Zooming In & Zooming Out

I was pondering the idea of Networked Thoughts and Human Thinking, and a big inquiry I had was how people can create and destroy the concept of "contexts", a sub-graph of the global knowledge graph. This made me realize that people can "zoom" in and out of ideas; given a context, a person can be asked for more detail or less detail, and they can provide that. For example, consider the context in my mind of the VueJs framework. I could be asked to give a one-sentence description, a paragraph description, or write a few pages. This led me to understand that I could create a composition of all the nodes and structure within that context, and I could modify the length of the composition to suit the situation.

This prompted further consideration of the idea of how we create compositions at different "granularities", like the different size descriptions. At the very least, we need to have an understanding of "importance"; how do I determine the detail to provide and the detail to leave out? Perhaps importance of a node is the number of connections I have to that node?
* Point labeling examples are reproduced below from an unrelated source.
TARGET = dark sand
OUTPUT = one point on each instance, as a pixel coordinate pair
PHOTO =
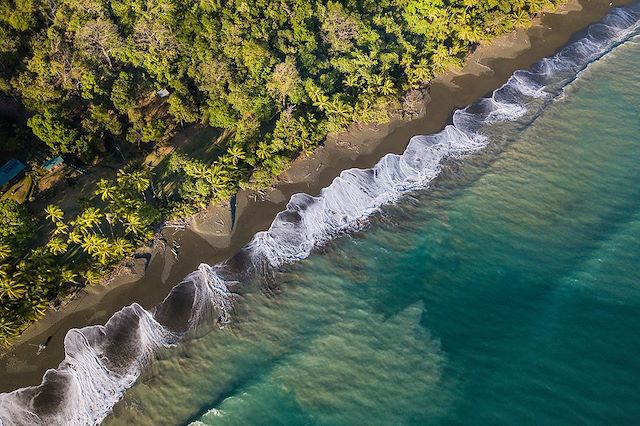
(208, 238)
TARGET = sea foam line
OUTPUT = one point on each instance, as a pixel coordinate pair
(102, 362)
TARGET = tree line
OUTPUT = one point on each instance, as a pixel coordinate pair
(277, 75)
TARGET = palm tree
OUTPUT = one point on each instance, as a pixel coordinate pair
(264, 151)
(521, 19)
(92, 217)
(75, 236)
(61, 228)
(11, 288)
(67, 276)
(121, 247)
(5, 251)
(140, 181)
(57, 246)
(106, 189)
(109, 220)
(387, 87)
(54, 213)
(133, 224)
(8, 328)
(236, 153)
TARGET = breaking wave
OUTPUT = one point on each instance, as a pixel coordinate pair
(102, 362)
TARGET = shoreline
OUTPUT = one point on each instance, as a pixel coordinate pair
(208, 237)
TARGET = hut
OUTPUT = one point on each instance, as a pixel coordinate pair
(10, 173)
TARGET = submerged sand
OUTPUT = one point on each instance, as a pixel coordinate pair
(210, 236)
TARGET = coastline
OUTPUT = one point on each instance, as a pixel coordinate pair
(208, 237)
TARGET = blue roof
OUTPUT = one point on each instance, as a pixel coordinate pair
(51, 164)
(11, 169)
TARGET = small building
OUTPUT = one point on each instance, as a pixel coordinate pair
(53, 164)
(11, 172)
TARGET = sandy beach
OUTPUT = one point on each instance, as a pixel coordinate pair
(210, 237)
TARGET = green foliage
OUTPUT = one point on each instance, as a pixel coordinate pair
(275, 75)
(16, 224)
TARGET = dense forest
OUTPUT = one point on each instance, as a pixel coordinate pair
(277, 76)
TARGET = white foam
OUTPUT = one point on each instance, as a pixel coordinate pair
(100, 364)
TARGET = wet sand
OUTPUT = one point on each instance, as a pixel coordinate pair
(209, 237)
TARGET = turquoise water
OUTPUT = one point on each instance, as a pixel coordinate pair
(507, 292)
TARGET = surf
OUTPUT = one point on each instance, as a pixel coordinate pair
(102, 362)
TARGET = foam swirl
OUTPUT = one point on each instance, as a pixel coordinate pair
(102, 362)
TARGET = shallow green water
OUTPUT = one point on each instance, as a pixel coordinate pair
(508, 293)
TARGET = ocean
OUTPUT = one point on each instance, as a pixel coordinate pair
(489, 275)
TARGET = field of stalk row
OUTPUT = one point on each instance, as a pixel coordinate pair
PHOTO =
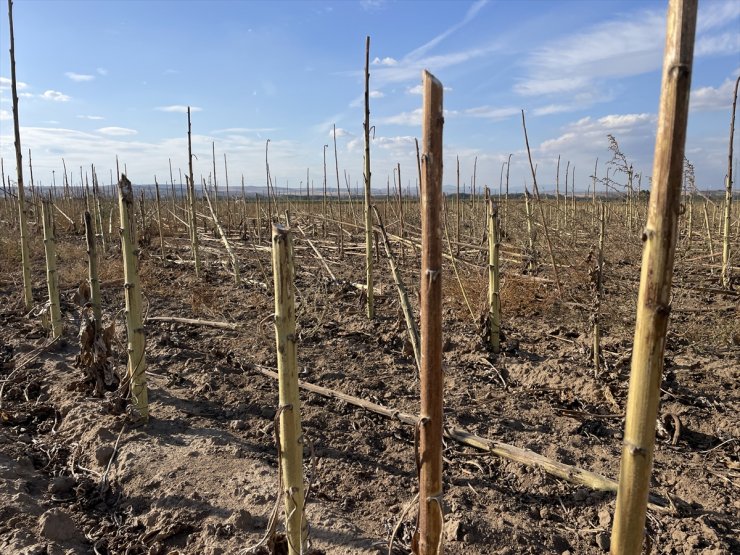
(201, 476)
(205, 373)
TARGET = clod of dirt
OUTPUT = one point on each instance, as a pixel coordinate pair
(57, 525)
(61, 485)
(453, 530)
(103, 454)
(240, 519)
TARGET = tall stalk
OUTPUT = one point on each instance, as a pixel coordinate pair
(728, 196)
(92, 266)
(654, 298)
(494, 298)
(132, 288)
(339, 195)
(52, 278)
(191, 200)
(428, 540)
(291, 436)
(22, 214)
(368, 214)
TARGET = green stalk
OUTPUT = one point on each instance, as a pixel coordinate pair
(52, 279)
(134, 325)
(291, 436)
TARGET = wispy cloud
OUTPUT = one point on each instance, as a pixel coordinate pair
(418, 89)
(243, 130)
(56, 96)
(372, 5)
(469, 16)
(488, 112)
(5, 83)
(724, 43)
(625, 46)
(589, 134)
(117, 131)
(387, 61)
(79, 77)
(612, 49)
(178, 108)
(409, 67)
(404, 118)
(717, 14)
(712, 98)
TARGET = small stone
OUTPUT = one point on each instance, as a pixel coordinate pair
(268, 412)
(453, 530)
(605, 518)
(61, 485)
(103, 454)
(603, 541)
(57, 525)
(240, 519)
(560, 544)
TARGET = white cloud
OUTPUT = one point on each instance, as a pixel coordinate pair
(487, 112)
(178, 108)
(404, 118)
(725, 43)
(717, 14)
(55, 96)
(79, 77)
(589, 134)
(117, 131)
(418, 89)
(5, 83)
(387, 61)
(391, 70)
(629, 45)
(712, 98)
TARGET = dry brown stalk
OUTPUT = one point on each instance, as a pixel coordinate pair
(653, 304)
(428, 539)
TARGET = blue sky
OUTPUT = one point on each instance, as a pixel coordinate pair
(106, 78)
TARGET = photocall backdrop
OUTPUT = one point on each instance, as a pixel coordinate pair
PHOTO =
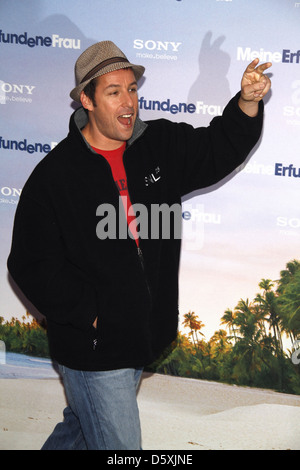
(195, 51)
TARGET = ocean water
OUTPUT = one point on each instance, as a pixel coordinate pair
(23, 366)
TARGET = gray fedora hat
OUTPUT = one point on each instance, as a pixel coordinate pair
(98, 59)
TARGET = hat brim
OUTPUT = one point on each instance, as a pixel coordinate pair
(138, 71)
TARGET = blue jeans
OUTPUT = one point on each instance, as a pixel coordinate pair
(102, 411)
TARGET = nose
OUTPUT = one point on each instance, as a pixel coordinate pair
(128, 100)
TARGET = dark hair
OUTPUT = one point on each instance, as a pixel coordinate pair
(90, 90)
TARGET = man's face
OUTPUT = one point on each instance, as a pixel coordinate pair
(112, 120)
This concept led me to believe that maybe a node is a context, and when I first learned VueJs, I would have created one such node. As I learn more, I would have created more and more nodes in the context of VueJs, entering and exiting the context as required.

Which brings me to the next question: if a node is a context, how is it actually determined what is inside that context? A basic answer would be it just contains all the nodes that are connected...and then when you "enter" the context, every node you create become implicitly connected to it. Furthermore, how do edges get composed? A relationship can be very nuanced and complicated, and can also be composed at different granularities. It seems it may be done by comparing and contrasting the two ends of the edge in some way, but that is still not entirely clear.

Finally, if I'm asked "Provide a description of VueJs to someone who already knows what React is" then I compose the context of VueJs excluding the context of React; since the person already knows it. In fact, when I'm asked "Provide a description for VueJs" I'm really just picking a default value for how much context my audience has, and then composing based on that. My answer would depend on how much my audience knows, as that will let me know what I should and shouldn't compose. Everything in VueJs is intrinsically linked to React, so this poses a challenge when it comes to including or excluding certain nodes or edges from the composition.